My latest for The Atlantic, “It Isn’t the Military’s Place to Weigh In on the Syria Debate,” has posted.

Many reports in recent weeks have expressed frustration from serving officers, most of whom “agreed to speak only on the condition of anonymity because military personnel are reluctant to criticize policymakers while military campaigns are being planned.”

In fact, they ought be more than reluctant. They simply should not do it.

For the record, I tend to share much of the skepticism about the now-on-hold operation and frustration with the public diplomacy that got us here. For that matter, I sympathize with members of the armed services, many of whom have been deployed multiple times to fight in the wars in Iraq and Afghanistan, in being hostile to the idea of yet another engagement — even one that would ostensibly be limited to a few airstrikes. But while service members are human beings and will naturally have private views on proposed military action, they have a professional duty to refrain from public commentary on decisions that are the purview of Congress and their commander-in-chief.

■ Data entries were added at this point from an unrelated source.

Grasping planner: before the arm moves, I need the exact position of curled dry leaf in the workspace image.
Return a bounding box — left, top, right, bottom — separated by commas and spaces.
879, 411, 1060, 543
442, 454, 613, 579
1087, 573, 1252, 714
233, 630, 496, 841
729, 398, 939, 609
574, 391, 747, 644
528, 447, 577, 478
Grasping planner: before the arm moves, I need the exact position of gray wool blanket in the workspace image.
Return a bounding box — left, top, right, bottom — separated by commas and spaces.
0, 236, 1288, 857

It’s a fundamental tenet of our system that civilian leaders make policy and that soldiers, sailors, airmen, and Marines carry it out faithfully and vigorously. For members of the uniformed military, and in particular its commissioned officers, to publicly question the president on such matters is a violation of professional military ethics and is dangerous to civilian-military relations.

Much more at the link but that’s the core argument.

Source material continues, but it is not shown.